‘@Informateur.info- C’est assurément une victoire pour l’ancien président de l’assemblée nationale Guillaume Soro.
De fait, la Cour africaine des droits de l’homme et des peuples a rendu un arrêt en faveur du député de Ferkessedougou dans l’affaire du mandat d’arrêt émis à son encontre par l’état ivoirien.
La Cour ordonne à l’Etat défendeur de surseoir à l’exécution du mandat d’arrêt émis contre Guillaume Kigbafori Soro», peut-on lire da’s la décision signée par le juge kenyan Ben Kioko.
Dans son arrêt rendu public ce mercredi 22 avril 2020, la Cour a également demandé la mise en liberté provisoire des proches de l’ex-Pan actuellement en détention.
« la Cour ordonne à l’état défendeur de surseoir à l’exécution des mandats de dépôt décernés contre les requérants Alain Lobognon, Camara Loukimane, Kanigui Soro, Yao Soumaila, Soumahoro Kando, Kamaraté Souleymane Koné Karidioula Souleymane, Tehfour Koné, Simon Soro, Porlo Rigobert Soro, Félicien Sékongo, Marc Kidou Ouattara, Mamdou Djibo, Aboubacar Touré, Babou Traoré, Ladji Ouattara, Gnamiand N’Drin, Dahafolo Koné, Adama Zebret, et de les mettre en liberté provisoire », demandent les juges.
Dans sa décision, la Cour demande par ailleurs à la Côte d’Ivoire de fournir dans les 30 jours un rapport sur l’exécution de ces décisions.

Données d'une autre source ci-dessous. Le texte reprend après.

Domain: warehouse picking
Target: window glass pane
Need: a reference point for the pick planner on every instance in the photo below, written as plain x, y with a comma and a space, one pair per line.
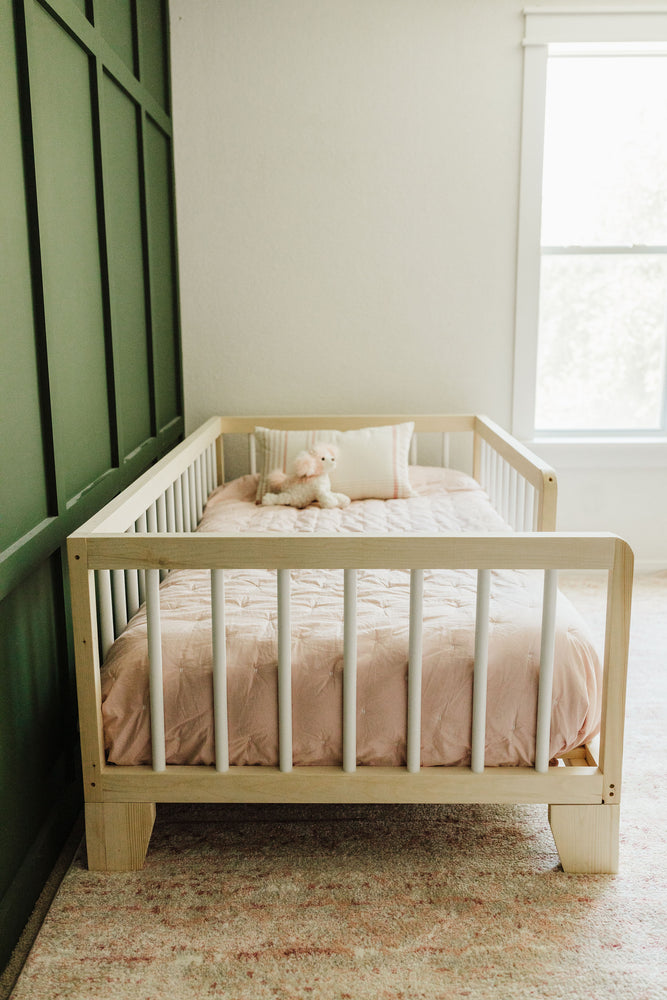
605, 155
601, 352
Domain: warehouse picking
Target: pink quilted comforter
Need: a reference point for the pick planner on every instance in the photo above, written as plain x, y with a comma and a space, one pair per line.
446, 501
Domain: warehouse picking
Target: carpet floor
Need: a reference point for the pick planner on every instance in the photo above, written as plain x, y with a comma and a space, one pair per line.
383, 902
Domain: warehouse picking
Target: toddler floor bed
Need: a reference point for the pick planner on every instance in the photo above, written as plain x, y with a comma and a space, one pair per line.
410, 647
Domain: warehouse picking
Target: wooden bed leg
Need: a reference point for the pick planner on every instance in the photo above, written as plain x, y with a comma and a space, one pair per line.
586, 837
117, 835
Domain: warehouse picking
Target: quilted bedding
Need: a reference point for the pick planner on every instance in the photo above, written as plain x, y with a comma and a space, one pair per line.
446, 501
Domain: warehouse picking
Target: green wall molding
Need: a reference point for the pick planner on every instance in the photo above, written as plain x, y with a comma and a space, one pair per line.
90, 377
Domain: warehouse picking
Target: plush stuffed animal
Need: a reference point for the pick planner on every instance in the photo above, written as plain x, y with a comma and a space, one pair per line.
309, 481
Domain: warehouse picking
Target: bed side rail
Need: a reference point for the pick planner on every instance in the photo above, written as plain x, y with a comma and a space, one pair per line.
521, 486
548, 552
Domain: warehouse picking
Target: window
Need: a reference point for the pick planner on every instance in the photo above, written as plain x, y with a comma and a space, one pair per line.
591, 338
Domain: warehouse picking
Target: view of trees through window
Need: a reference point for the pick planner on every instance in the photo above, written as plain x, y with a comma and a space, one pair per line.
603, 285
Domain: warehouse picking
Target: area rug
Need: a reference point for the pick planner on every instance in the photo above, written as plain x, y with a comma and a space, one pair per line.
382, 902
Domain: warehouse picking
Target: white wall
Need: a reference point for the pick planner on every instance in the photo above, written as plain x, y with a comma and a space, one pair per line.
347, 186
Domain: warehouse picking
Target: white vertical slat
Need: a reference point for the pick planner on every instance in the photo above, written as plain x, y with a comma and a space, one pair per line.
221, 727
497, 481
119, 599
151, 519
445, 450
350, 670
132, 583
156, 690
413, 753
105, 605
192, 492
161, 506
185, 494
178, 505
252, 453
480, 671
284, 672
514, 493
171, 509
545, 687
142, 527
505, 496
520, 505
210, 470
528, 518
484, 466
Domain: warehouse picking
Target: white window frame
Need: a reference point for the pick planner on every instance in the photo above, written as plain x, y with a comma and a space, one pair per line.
544, 27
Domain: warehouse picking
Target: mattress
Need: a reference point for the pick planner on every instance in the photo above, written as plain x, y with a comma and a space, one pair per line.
445, 501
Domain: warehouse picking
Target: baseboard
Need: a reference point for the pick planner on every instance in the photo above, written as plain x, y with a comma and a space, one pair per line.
27, 899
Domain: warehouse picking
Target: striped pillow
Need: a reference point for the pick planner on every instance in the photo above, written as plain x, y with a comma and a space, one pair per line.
372, 461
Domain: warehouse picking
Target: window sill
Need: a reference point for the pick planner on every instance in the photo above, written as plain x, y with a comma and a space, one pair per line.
601, 452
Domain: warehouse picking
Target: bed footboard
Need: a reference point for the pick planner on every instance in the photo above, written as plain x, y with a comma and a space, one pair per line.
583, 797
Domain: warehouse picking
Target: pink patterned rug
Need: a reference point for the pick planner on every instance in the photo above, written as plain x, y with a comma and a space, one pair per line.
382, 902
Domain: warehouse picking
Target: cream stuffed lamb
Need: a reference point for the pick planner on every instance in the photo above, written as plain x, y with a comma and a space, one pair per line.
309, 481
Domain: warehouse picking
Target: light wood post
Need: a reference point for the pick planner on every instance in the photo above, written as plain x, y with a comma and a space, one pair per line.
117, 835
586, 837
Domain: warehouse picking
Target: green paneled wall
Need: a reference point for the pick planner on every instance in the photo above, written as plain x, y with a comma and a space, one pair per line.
90, 376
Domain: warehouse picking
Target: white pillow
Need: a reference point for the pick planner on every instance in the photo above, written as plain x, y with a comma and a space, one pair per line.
372, 461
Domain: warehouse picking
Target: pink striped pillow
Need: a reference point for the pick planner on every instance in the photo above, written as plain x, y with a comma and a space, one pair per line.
372, 461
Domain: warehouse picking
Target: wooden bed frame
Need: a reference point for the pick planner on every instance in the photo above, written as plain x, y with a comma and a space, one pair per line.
118, 556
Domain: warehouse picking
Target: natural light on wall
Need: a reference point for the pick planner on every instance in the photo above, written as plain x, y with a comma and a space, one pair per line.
601, 346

Pour rappel, c’est le 2 mars 2020 que la requête des avocats de Guillaume Soro a été transmise à la Cour africaine des droits de l’homme.
Candidat déclaré à la présidentielle de 2020, Guillaume Soro est depuis décembre dernier sous le coup d’un mandat d’arrêt international.
Il est notamment accusé de tentative de déstabilisation.